Feb 6 20:30:31.228: %LINK-3-UPDOWN: Interface FastEthernet1/0/32, changed state to up
Feb 6 20:30:32.234: %LINEPROTO-5-UPDOWN: Line protocol on Interface FastEthernet1/0/32, changed state to up
- Observed immediate link light on the IP switch
- Observed green lights blinking on board 2a13
display errors
HARDWARE ERROR REPORT - ACTIVE ALARMS
Port Mtce Alt Err Aux First/Last Err Err Rt/ Al Ac
Name Name Type Data Occurrence Cnt Rt Hr St
test board 2a13
TEST RESULTS
Port Mtce Name Alt. Name Test No.

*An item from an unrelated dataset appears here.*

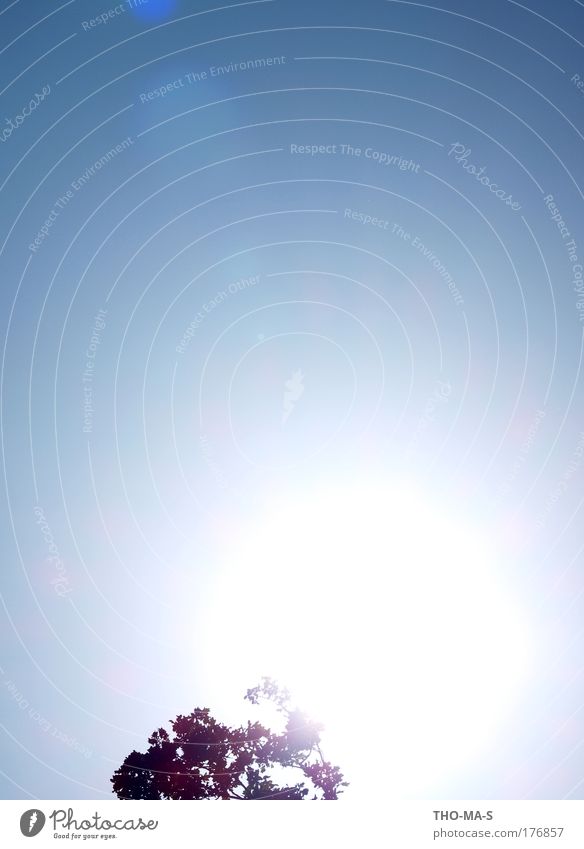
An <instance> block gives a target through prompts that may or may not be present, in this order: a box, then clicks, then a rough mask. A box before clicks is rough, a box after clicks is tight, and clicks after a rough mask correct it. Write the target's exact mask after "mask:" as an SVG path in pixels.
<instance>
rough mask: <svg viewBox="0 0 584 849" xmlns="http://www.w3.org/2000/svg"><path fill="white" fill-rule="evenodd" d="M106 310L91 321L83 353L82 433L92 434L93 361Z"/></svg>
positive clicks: (99, 312)
mask: <svg viewBox="0 0 584 849" xmlns="http://www.w3.org/2000/svg"><path fill="white" fill-rule="evenodd" d="M106 315H107V310H99V311H98V313H97V315H96V316H95V318H94V320H93V331H92V334H91V338H90V339H89V344H88V346H87V349H86V351H85V367H84V370H83V374H82V376H81V383H82V386H83V433H92V432H93V416H94V413H95V409H94V406H93V378H94V375H95V359H96V357H97V350H98V348H99V346H100V345H101V337H102V333H103V331H104V329H105V326H106V325H105V317H106Z"/></svg>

Result Error Code
02A13 IPMEDPRO 52 PASS
02A13 IPMEDPRO 1371 PASS
02A13 IPMEDPRO 1383 PASS
02A13 IPMEDPRO 1379 PASS
02A13 IPMEDPRO 1505 ABORT 2806
02A13 IPMEDPRO 1511 PASS
02A13 IPMEDPRO 1405 PASS
02A13 IPMEDPRO 1629 PASS
02A13 IPMEDPRO 1630 PASS
02A13 IPMEDPRO 1680 PASS
02A1301 MEDPROPT 1407 PASS
02A1302 MEDPROPT 1407 PASS
The board immediately came in service, the errors and alarms immediately cleared, and the board passed the test that I demanded.

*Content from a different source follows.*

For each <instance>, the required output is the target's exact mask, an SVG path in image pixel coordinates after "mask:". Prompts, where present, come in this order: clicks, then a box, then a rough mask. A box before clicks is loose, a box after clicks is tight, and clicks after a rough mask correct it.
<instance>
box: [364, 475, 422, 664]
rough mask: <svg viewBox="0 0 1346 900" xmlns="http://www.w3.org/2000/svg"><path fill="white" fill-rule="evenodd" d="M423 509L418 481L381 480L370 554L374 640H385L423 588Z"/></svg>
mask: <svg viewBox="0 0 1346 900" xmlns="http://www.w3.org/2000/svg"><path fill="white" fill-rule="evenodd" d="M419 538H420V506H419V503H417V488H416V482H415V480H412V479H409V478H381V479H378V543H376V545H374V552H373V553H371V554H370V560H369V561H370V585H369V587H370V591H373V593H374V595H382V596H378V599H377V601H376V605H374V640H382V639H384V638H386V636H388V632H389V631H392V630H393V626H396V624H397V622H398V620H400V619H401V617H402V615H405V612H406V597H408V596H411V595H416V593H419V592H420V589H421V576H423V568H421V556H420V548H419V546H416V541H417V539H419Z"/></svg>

The only action still needed was to make the appropriate changes to the Catalyst, so that my changes are reflected (and hopefully nobody tries to use Fa1/0/5 in the future):
interface FastEthernet1/0/5
description PHYSICAL FAULT. DO NOT USE.
shutdown
!
interface FastEthernet1/0/32
description CONNECTION TO AVAYA G650 02A13
switchport access vlan 272
speed 100
duplex full
mls qos trust dscp
spanning-tree portfast
!
I honestly have no idea whether or not this post will be useful to anyone – please let me know. This really didn’t take me any time to write (<20 minutes). I grab most of the above “screen captures” whenever I’m troubleshooting anyway, so that I have them to refer to immediately afterward. (I recommend that you do the same.)